Ginger Snaps is often feted as a smart, slick, witty teen drama/horror/comedy hybrid, using werewolf movie tropes as a metaphor for puberty, loss of innocence, and a character study of two sisters growing apart. It does have some snappy lines and genuinely funny moments, such as Brigitte (Emily Perkins) and Ginger (Katharine Isabelle) consulting the supermarket's 'feminine hygiene' aisle as Ginger's lycanthropic changes blur with the clunky plot point of her first period, but for me those are also the scenes that highlight the movie's weakness.

For my taste, the preoccupation with Ginger's burgeoning womanhood - her menstruation, her 'wolfishness' portrayed through aggressive sexuality (including flipping the roles on a pushy boy who has the nerve to ask her "who's the guy here?" shortly before she pins him down and bites through his chest), pleasure- seeking, and short-tempered moodiness - are a set of clichés that never feel as clever or deep as they seem to think they are. The scene in which Ginger compares blood lust to the joy of masturbation never fails to make me cringe. It doesn't help that writer/co-story writer Karen Fawcett's dialogue sounds less like genuine teen-speak than the esprit d'escalier of a 35 year old remembering high school.

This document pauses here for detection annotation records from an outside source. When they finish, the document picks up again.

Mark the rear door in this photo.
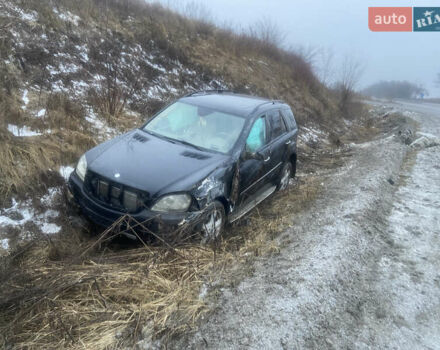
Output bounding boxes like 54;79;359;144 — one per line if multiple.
265;109;290;183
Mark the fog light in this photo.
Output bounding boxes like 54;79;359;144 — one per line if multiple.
98;180;108;199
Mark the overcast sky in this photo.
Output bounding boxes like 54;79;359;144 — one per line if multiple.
152;0;440;97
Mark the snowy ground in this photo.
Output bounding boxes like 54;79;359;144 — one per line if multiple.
176;103;440;349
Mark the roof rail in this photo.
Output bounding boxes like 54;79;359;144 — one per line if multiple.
250;100;285;114
184;89;234;97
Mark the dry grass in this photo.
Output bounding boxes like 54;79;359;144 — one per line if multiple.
0;178;319;349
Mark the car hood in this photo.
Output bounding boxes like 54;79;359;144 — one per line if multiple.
87;130;228;198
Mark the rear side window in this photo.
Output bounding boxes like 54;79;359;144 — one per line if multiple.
269;110;287;140
282;109;297;130
246;117;267;153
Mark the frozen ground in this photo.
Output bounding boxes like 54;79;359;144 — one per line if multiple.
175;102;440;349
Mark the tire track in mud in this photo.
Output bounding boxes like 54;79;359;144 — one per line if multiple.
174;119;414;349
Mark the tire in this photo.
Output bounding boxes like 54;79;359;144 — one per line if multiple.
202;201;226;243
277;162;292;192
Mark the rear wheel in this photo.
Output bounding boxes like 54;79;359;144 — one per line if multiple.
277;162;292;191
202;201;226;243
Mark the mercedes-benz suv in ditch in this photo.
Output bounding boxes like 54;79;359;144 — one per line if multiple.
69;90;298;240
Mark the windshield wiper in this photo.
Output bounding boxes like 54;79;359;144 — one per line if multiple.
173;139;206;152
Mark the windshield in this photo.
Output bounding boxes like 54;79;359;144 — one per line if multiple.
144;102;245;153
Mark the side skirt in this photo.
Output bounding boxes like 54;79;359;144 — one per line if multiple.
228;186;277;223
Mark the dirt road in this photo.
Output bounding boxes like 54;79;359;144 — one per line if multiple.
179;102;440;349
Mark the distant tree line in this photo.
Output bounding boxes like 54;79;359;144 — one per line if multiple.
363;81;427;99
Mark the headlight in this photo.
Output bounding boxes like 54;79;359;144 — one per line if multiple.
151;194;191;212
75;154;87;181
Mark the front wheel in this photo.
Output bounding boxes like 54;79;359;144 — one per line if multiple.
277;162;292;191
202;201;226;243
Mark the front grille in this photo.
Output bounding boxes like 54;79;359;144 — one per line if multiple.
85;171;149;213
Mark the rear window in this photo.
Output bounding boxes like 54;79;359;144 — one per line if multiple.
281;109;297;130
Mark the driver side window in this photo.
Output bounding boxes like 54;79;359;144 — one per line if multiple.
246;116;267;153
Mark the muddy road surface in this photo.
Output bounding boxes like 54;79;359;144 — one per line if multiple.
176;102;440;349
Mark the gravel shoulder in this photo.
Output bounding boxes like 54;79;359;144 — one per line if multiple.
178;100;440;349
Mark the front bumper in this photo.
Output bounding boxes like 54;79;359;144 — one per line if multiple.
68;172;204;233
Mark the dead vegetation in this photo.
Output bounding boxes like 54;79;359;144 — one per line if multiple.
0;177;320;349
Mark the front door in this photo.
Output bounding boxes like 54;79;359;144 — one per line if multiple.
238;115;270;205
265;109;289;184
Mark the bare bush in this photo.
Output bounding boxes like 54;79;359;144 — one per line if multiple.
335;56;364;116
248;17;286;48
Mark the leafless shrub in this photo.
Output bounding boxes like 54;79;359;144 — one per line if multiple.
335;56;364;117
248;17;286;48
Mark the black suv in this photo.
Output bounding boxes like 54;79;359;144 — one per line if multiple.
69;91;298;240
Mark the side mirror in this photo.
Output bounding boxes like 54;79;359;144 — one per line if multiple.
243;149;264;160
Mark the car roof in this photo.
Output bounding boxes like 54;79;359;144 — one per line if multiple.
179;91;284;117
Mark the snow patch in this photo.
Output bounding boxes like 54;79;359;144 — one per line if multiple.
21;89;29;110
8;124;43;137
0;238;9;250
59;165;75;181
53;8;80;26
37;108;46;118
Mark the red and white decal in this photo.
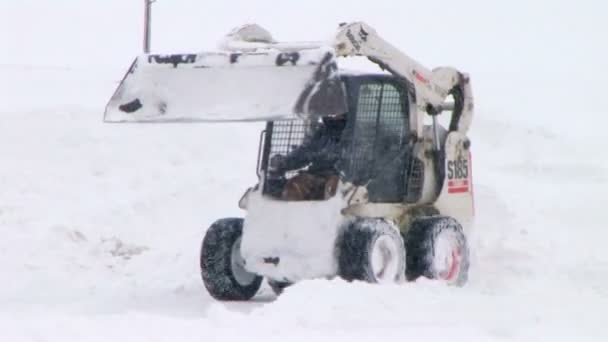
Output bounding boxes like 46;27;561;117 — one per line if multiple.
447;158;470;194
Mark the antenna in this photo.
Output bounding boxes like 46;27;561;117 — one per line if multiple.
144;0;156;53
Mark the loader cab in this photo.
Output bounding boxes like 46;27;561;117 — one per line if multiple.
258;74;423;203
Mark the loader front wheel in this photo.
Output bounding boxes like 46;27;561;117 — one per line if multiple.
405;216;470;286
200;218;263;300
338;219;405;283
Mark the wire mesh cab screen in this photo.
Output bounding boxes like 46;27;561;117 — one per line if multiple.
259;76;424;203
343;79;421;202
259;120;320;197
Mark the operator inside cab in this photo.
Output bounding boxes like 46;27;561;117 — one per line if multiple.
269;113;346;201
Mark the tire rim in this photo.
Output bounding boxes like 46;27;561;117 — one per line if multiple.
230;237;256;286
371;235;401;283
433;234;462;283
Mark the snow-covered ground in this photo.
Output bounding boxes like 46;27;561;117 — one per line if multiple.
0;0;608;342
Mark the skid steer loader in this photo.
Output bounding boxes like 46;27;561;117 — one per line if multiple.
105;22;474;300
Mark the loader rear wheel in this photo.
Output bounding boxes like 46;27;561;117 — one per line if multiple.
338;219;405;283
201;218;263;300
405;216;470;286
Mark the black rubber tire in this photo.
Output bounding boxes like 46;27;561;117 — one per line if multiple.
337;218;405;283
405;216;470;286
200;218;263;300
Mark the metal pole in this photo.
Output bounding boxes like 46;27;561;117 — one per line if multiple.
144;0;156;53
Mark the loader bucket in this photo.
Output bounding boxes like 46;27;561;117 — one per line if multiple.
104;48;347;122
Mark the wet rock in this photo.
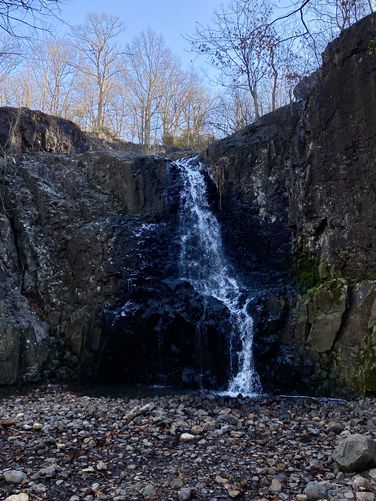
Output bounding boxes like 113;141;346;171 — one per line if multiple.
352;477;369;491
333;435;376;471
269;478;282;494
356;492;376;501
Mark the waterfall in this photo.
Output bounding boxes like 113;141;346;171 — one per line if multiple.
176;157;261;395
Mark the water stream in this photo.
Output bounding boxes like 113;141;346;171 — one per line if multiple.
176;157;261;396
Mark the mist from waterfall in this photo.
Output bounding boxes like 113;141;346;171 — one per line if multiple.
176;157;261;396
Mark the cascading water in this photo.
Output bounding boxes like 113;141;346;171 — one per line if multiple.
176;157;261;396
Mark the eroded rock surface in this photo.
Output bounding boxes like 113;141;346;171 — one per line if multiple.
206;15;376;393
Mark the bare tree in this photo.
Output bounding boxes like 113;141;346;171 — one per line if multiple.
0;0;62;37
32;37;77;117
190;0;276;119
73;13;124;131
124;29;177;150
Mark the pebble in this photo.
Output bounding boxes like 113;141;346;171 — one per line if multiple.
179;487;192;501
0;385;376;501
4;492;30;501
352;477;369;491
142;484;157;499
180;433;196;442
305;481;329;501
269;478;282;494
3;470;27;484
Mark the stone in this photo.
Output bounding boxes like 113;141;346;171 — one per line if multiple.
3;470;27;484
304;481;330;501
368;468;376;480
356;492;376;501
269;478;282;494
352;476;369;491
179;487;193;501
180;433;196;443
4;492;30;501
142;484;157;499
332;434;376;472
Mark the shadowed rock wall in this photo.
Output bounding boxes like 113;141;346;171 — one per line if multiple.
206;15;376;393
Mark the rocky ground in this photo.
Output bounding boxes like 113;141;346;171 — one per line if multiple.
0;386;376;501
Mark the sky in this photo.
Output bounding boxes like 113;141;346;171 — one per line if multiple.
57;0;222;71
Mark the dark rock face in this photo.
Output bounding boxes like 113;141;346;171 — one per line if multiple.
0;107;91;154
0;141;229;387
206;15;376;393
0;145;183;384
0;15;376;394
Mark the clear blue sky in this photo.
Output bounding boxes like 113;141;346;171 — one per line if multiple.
55;0;220;67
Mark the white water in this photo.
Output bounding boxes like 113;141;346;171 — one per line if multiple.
176;157;261;396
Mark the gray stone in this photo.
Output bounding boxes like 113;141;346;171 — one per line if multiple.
304;481;330;501
180;433;197;442
142;484;157;499
179;487;193;501
4;492;29;501
3;470;27;484
333;435;376;472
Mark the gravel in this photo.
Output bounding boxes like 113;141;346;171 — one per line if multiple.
0;385;376;501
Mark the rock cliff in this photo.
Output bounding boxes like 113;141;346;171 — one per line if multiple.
0;16;376;394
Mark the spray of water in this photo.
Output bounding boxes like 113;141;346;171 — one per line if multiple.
177;157;261;396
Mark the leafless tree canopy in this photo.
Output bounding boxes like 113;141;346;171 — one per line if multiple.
0;0;61;36
0;0;376;146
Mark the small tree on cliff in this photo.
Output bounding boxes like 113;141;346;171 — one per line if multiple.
73;13;125;132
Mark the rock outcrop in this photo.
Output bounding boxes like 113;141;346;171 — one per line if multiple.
206;15;376;393
0;15;376;394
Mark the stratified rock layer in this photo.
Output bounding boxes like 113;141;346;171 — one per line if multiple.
0;15;376;394
206;15;376;393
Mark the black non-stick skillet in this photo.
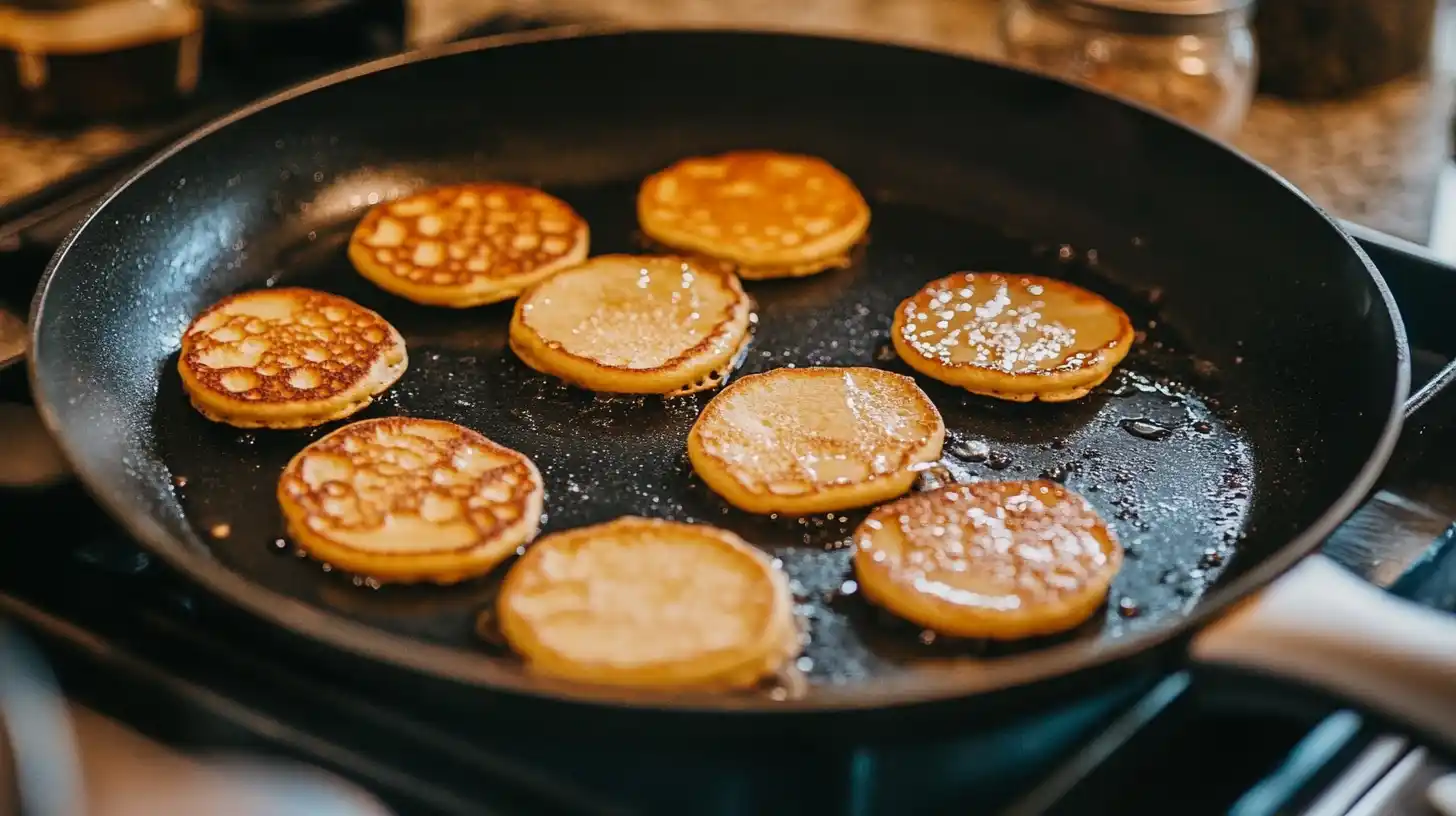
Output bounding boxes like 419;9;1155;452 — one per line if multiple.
31;31;1456;745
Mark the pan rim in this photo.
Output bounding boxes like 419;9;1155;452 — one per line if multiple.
28;25;1411;715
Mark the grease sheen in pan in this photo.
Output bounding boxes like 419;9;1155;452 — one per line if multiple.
153;178;1254;694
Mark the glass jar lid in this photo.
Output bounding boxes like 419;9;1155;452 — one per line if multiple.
1032;0;1255;35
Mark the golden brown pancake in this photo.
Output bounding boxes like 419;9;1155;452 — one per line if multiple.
890;272;1133;402
349;182;588;307
687;369;945;516
510;255;748;393
278;417;543;584
638;150;869;280
178;287;408;428
498;516;799;689
855;481;1123;640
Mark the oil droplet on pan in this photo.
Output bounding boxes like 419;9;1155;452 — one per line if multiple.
1121;418;1174;442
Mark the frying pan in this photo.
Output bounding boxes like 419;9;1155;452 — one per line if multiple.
22;29;1456;745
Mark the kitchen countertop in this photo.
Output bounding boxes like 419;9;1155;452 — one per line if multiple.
0;0;1456;243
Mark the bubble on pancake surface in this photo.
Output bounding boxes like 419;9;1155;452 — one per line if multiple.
179;287;406;427
855;479;1123;640
349;184;588;306
510;255;750;395
499;516;799;688
278;417;543;583
891;272;1133;401
638;150;869;278
689;367;945;513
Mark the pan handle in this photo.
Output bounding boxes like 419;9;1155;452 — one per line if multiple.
1192;360;1456;752
1192;555;1456;749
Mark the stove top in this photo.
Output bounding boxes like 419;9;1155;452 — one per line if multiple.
0;12;1456;816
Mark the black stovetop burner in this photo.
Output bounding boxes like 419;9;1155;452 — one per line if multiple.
0;231;1456;816
0;17;1456;816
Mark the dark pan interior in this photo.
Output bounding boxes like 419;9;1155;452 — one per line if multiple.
33;32;1401;708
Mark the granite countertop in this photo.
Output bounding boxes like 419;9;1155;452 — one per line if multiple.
0;0;1456;243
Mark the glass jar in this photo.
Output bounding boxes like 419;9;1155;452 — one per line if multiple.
0;0;202;122
1000;0;1258;138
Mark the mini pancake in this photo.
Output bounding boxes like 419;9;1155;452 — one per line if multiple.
278;417;545;584
890;272;1133;402
638;150;869;280
349;184;588;307
510;255;748;393
687;369;945;516
496;516;799;691
178;287;409;428
855;481;1123;640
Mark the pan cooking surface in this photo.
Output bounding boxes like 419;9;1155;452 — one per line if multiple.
153;178;1255;695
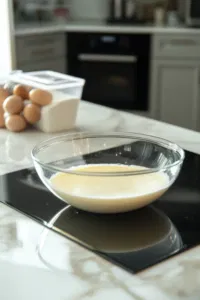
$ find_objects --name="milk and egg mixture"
[50,164,169,213]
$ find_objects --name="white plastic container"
[9,71,85,133]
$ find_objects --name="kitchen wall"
[71,0,108,20]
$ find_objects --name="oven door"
[77,53,141,110]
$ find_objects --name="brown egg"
[29,89,53,106]
[5,115,27,132]
[3,96,24,115]
[0,105,5,128]
[23,104,41,124]
[13,84,29,100]
[0,88,10,105]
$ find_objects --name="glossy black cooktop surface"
[0,152,200,273]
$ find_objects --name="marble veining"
[0,101,200,300]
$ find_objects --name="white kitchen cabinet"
[150,34,200,130]
[18,58,66,74]
[151,60,200,130]
[16,33,67,73]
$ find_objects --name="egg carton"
[0,71,85,133]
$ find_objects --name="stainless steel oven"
[68,33,150,111]
[178,0,200,27]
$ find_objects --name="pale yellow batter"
[50,164,169,213]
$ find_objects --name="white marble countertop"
[0,101,200,300]
[14,21,200,36]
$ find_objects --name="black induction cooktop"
[0,151,200,273]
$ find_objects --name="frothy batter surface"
[50,164,168,201]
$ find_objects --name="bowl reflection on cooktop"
[39,206,182,271]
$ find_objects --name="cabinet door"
[151,60,199,130]
[18,58,66,74]
[16,33,66,64]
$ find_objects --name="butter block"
[35,91,80,133]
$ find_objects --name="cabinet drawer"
[17,58,66,74]
[16,33,66,63]
[153,34,200,58]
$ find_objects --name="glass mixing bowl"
[32,132,184,213]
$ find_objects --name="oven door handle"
[78,53,137,63]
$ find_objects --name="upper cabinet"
[16,33,66,73]
[150,34,200,130]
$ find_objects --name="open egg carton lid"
[9,71,85,90]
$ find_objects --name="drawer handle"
[27,38,58,47]
[161,39,197,48]
[31,48,54,56]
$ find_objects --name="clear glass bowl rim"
[31,132,185,177]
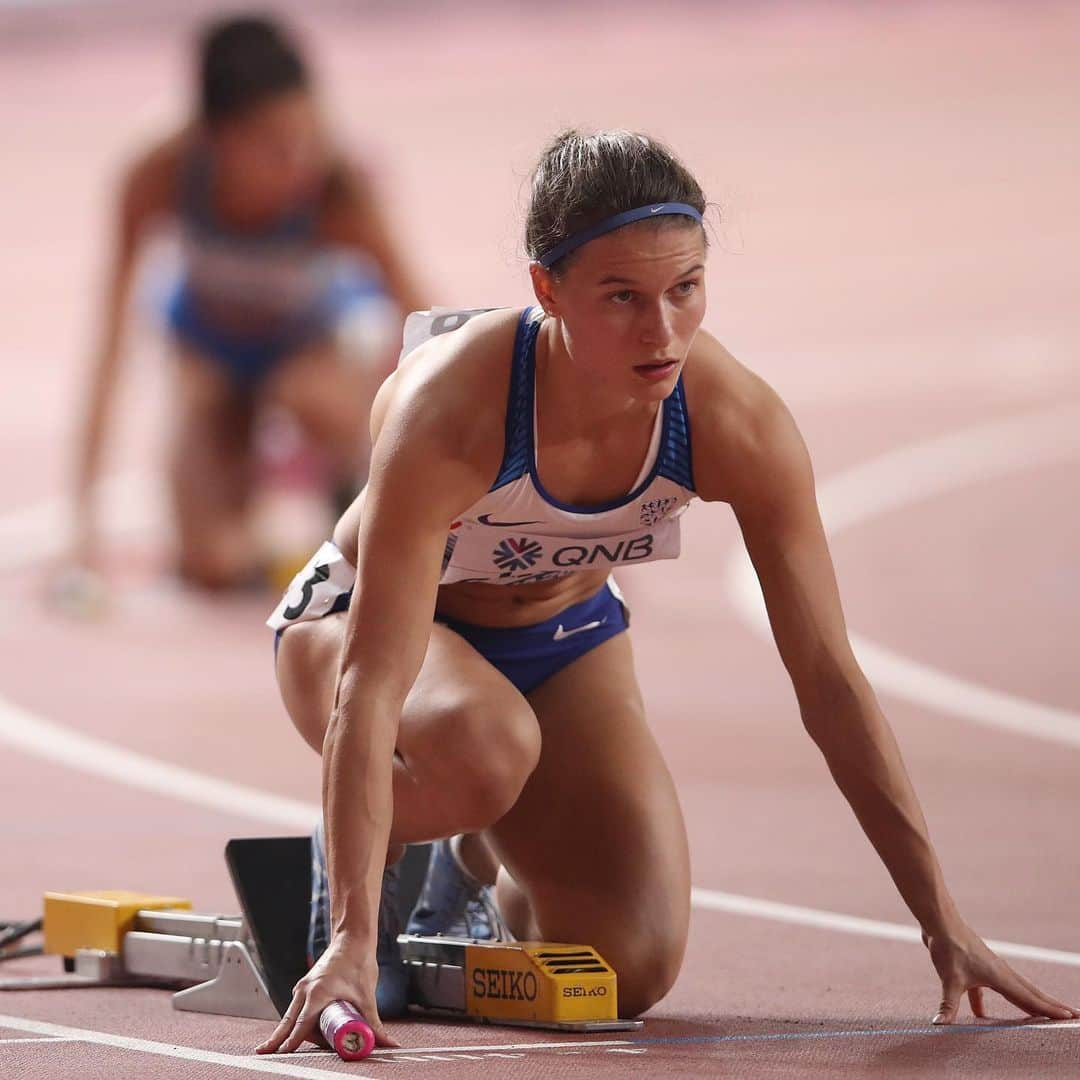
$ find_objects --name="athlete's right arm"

Maybe it's because Brigitte and Ginger are so hard to identify with, being cast so firmly as outsiders from the start, with their shared obsession with death, a la Harold and Maude. Emily Perkins' performance - swaddled in baggy clothes, and hiding behind a forest of uncombed hair - is whole- heartedly committed to a vision of teen awkwardness, but the excessive wild-eyed staring overwhelms any sense of nuance or character development which could have brought the story some genuine depth in its first two thirds, and adds to the feeling of playing scenes for laughs instead of balancing dark humour with real emotion.

The movie's practical effects are unusual, and I don't have a problem with that, though it seems to put off a lot of horror fans, and the lycanthropy is not the conventional kind. Most of the liberally splattered gore scenes are effected with high speed cuts and crunchy sound effects rather than a more psychological approach, which feels like an odd choice given the movie's attempts at locating itself so firmly inside the sisters' shared bond.

Ultimately, Ginger Snaps may be many people's idea of a sharply comic modern(ish) take on horror movies - and particularly the role of women in horror - and if it speaks to you like that then great; such is the power of representation in movies. Unfortunately, for me it feels severely dated, clunky, and unrelatable, and it's easy to see the excitement about the movie as chronic over-hyping. If you go in expecting a teen drama with naked-molerat-werewolves and a somewhat second-wave feminist message, you might be pleasantly surprised, but if you remember the 90s trope of being too cool to take anything seriously and found it annoying then, you may want to give this movie a wide berth.

Maybe there'll be a reboot one of these days to smooth off the rough edges from a potentially promising idea?